Peki yönetenlerin bu kadar hiddetlenmesi normal mi ve neden bu denli üstüne gidiliyor? Buna bir bilim insanı olarak yıllarca devletin gardına uğramış, bilim adamı namusu uğruna hapiste yatmış, biri olan İsmail Beşikçi'nin sözleri ile cevap vermek isterim. Benim "derin Üniversitede Bir Profesörlük Öyküsü" adlı kitabımın girişine de aldığım bu yazıda Beşikçi Diyor ki;

"Siyasal iktidar bilim kuramlarını, bu arada üniversiteleri, kendi siyasal çıkarları doğrultusunda yönlendirmek ve kullanmak isterler. Önemli olan bu direktiflere, yönlendirmelere, emirlere karşı direnebilmek ve bilimsel çalışmayı kendi özgün koşulları içinde sürdürebilmektir. Bu da bilim yöntemini kullanmanın kurumlaşmasıyla, bilimsel çalışma yapan kurumların kişilik kazanmalarıyla ilgili bir sorundur. Emir ve talimat alanların, emirleri ve talimatları kabul edenlerin, bunlar doğrultusunda çalışma yapanların kurumlaşmaları ve kişilik kazanmaları mümkün değildir. Yasaklamalarla, emirlerle yönergelerle ancak resmi ideoloji üretilir. Bilim üretilemez. Türkiyede, resmi ideoloji, sadece, siyaset hayatında önemli olan bir kurum değil aynı zamanda üniversite ve hukuk hayatında da önemli bir kurumdur.

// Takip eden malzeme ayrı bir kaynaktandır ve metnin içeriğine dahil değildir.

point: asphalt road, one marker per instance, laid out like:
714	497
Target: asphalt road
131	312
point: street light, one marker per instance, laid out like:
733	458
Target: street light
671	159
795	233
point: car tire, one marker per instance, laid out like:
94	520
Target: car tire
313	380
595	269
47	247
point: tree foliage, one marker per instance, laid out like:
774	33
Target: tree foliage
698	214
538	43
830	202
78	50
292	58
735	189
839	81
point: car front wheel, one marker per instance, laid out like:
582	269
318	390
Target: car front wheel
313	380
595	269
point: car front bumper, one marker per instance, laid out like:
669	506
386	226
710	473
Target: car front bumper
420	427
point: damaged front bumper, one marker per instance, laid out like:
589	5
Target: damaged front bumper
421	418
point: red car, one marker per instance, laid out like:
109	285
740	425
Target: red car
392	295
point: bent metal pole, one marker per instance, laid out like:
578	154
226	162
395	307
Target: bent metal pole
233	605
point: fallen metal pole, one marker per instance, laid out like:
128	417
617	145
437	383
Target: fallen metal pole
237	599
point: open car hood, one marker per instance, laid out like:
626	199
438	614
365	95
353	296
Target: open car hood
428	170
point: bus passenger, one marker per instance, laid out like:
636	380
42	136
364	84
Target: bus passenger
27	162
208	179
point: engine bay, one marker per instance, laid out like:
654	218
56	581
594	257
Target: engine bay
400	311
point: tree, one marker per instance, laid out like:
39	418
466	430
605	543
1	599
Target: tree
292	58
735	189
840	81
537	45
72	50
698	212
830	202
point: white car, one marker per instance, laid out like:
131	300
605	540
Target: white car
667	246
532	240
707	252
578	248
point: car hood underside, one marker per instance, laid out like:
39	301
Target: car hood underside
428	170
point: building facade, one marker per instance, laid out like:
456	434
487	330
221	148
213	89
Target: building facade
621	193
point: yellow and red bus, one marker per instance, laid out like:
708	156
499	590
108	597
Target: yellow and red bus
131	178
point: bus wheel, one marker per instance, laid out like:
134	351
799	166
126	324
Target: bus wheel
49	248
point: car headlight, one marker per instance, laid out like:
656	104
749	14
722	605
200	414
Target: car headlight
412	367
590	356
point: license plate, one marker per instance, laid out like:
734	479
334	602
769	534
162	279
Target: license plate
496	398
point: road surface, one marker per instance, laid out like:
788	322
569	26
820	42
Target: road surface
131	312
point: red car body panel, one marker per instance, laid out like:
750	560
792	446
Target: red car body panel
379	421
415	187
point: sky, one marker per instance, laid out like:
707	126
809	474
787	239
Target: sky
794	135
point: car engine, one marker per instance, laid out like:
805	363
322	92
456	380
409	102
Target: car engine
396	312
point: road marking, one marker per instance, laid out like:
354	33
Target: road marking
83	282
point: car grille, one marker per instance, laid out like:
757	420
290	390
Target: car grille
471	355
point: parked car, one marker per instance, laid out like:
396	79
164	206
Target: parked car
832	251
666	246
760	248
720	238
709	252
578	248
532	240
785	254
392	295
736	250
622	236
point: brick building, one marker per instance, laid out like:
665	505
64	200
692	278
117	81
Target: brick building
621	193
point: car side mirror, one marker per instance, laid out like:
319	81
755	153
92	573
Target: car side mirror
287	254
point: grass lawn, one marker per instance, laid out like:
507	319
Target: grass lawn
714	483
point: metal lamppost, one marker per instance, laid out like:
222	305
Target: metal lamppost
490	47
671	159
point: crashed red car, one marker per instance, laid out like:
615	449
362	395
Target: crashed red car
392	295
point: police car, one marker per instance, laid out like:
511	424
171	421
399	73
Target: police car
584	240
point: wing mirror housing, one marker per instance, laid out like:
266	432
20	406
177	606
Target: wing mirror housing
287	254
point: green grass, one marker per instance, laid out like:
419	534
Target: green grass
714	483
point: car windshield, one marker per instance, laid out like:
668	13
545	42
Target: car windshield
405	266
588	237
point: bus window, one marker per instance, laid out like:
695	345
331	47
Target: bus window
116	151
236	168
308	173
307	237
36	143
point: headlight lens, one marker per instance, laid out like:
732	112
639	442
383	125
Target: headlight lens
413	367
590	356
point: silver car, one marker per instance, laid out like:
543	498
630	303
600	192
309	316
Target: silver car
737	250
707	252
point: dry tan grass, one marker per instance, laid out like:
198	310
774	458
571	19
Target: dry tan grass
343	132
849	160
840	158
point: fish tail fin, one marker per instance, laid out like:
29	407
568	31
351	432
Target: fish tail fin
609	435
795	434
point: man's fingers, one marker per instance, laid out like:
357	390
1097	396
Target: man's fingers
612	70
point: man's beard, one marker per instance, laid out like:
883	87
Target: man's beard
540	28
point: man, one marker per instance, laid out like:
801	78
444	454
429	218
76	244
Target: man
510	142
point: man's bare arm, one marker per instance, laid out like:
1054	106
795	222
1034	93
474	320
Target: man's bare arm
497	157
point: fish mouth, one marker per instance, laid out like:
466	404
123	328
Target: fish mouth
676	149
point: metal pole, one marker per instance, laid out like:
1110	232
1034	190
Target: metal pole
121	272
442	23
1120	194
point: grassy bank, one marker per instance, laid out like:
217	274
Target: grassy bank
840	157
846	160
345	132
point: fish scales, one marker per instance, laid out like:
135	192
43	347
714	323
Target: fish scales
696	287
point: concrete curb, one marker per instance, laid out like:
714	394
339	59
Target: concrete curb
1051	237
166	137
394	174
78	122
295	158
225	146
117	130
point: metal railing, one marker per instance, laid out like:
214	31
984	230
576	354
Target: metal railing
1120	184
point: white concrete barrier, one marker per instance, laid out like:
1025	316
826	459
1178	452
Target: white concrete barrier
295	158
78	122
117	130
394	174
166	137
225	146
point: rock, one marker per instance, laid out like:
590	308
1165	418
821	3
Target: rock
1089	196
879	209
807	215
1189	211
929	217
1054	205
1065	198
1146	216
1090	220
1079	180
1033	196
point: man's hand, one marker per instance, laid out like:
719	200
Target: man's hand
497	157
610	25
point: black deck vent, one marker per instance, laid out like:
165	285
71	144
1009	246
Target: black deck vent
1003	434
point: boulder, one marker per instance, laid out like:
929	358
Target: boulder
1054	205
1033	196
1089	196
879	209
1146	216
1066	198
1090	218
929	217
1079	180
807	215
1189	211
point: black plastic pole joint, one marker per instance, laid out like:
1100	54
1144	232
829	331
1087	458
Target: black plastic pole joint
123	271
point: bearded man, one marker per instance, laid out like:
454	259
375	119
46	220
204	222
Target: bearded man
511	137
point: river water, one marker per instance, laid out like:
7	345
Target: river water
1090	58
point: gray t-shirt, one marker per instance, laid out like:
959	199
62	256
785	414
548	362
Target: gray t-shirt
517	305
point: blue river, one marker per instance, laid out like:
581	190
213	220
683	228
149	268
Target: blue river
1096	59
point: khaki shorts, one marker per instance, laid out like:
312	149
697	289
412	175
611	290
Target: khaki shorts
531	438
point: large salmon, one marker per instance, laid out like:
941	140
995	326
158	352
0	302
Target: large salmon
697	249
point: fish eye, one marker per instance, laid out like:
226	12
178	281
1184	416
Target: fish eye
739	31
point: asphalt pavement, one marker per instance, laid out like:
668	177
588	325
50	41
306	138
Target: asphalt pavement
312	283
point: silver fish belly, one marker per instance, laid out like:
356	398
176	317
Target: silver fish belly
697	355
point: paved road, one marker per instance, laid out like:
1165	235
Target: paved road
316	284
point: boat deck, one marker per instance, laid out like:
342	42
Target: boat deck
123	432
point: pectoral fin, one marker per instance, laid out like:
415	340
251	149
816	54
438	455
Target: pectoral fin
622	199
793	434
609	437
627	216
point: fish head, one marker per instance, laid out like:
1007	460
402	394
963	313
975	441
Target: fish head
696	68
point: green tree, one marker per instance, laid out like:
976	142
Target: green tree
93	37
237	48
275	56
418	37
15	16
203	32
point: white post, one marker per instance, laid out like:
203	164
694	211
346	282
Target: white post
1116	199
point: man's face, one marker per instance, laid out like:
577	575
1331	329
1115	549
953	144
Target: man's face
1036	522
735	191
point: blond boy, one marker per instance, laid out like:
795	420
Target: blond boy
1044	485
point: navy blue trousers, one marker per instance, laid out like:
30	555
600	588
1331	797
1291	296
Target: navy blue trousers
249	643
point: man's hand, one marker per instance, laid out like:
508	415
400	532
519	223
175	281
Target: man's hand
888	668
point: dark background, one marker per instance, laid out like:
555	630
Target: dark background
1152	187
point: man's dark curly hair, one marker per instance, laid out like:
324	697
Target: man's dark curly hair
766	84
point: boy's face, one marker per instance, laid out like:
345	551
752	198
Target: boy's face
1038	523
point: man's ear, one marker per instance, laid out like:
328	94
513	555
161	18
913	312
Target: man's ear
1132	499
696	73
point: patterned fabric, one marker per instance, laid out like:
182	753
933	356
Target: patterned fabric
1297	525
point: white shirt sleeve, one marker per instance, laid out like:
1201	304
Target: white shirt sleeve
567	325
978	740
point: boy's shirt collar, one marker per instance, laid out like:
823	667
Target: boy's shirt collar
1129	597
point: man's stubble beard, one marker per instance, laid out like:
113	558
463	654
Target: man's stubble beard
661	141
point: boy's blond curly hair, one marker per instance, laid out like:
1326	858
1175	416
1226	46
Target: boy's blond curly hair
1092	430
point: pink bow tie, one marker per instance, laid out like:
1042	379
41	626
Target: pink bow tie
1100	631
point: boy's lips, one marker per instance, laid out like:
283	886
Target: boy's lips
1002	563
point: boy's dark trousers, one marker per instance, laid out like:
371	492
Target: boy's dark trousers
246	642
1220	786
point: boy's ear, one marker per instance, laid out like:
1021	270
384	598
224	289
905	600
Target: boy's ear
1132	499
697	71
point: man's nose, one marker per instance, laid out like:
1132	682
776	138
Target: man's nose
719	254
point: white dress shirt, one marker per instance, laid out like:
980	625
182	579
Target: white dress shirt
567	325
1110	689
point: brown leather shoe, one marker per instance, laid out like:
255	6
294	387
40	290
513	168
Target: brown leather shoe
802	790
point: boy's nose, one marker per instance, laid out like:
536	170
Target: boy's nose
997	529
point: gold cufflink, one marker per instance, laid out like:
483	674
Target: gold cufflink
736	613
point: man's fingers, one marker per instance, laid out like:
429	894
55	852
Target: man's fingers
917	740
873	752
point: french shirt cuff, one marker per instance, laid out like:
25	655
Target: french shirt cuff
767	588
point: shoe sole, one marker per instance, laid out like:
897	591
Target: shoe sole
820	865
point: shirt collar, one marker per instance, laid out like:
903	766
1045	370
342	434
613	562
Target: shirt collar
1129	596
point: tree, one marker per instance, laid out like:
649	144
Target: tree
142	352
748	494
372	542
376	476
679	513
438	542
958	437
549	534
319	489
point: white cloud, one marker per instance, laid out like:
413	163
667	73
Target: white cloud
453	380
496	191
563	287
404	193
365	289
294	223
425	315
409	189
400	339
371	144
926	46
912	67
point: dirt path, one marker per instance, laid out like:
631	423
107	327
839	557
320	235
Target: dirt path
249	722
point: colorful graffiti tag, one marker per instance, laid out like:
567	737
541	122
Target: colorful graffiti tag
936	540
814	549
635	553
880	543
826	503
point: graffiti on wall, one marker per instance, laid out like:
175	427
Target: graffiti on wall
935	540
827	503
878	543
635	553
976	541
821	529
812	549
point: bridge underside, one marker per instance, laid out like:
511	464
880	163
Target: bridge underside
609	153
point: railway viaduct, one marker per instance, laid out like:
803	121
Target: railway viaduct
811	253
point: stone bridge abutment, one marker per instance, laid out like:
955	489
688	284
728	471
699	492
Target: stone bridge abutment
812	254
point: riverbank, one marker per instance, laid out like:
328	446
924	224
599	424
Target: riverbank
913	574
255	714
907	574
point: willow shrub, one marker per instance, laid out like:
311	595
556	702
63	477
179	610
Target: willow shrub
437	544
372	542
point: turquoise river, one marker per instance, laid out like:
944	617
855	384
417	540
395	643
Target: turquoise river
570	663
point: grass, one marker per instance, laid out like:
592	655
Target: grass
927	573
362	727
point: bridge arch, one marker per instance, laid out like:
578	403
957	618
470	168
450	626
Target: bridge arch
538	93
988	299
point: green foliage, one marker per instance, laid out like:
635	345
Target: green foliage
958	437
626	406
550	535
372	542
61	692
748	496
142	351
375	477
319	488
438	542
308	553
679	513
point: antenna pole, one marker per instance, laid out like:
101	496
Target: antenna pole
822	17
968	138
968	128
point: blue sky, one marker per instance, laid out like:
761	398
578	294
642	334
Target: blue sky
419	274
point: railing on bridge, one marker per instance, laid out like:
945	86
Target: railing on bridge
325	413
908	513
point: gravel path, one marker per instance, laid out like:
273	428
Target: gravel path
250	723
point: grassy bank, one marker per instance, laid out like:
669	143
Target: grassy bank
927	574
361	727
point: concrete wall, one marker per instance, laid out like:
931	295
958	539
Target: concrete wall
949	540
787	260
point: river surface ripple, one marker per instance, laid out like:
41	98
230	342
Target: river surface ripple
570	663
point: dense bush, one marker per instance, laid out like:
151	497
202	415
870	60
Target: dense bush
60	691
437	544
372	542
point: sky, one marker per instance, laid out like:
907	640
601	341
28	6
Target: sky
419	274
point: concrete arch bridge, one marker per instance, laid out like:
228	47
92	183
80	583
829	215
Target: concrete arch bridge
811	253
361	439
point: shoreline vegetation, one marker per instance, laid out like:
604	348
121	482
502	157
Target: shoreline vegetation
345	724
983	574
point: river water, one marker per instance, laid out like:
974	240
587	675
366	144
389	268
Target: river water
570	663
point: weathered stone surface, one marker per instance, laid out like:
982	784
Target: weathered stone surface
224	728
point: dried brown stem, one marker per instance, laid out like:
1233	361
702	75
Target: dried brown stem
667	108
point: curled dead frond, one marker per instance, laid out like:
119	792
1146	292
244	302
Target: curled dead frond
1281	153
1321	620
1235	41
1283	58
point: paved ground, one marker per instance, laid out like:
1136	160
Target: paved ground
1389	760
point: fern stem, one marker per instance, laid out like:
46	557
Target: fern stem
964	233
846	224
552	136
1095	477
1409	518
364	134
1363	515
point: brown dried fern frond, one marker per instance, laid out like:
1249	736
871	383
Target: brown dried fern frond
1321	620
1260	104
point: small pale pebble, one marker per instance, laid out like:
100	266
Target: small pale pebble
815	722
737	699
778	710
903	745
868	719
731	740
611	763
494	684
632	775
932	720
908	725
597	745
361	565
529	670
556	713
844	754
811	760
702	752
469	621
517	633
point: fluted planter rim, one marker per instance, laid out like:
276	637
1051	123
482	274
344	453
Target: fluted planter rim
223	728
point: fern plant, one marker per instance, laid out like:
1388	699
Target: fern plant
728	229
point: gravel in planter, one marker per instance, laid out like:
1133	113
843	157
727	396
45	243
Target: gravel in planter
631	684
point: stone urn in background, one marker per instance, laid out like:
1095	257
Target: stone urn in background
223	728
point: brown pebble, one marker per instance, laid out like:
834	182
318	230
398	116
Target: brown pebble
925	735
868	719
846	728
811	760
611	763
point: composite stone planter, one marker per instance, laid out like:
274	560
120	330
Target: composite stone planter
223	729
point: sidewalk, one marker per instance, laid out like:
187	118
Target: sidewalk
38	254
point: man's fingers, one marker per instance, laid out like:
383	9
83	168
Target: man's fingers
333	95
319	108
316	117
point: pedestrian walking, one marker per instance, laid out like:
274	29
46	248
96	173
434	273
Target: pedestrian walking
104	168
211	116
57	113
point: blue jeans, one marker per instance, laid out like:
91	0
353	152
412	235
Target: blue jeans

Resmi ideolojiyi eleştirmeden bilimi geliştirmek, üniversiteye saygınlık kazandırmak mümkün değildir."

Çünkü resmi ideoloji, devletin egemenleri tarafından kendi saltanatları için icat edilen bir enstrümandır. Ve devletin en önemli ideolojik aygıtlarından bir de geri kalmış ülkelerde üniversitelerdir. O nedenle darbeciler, diktatörler, otoriter rejimler işe hep üniversiteden başlamışlardır.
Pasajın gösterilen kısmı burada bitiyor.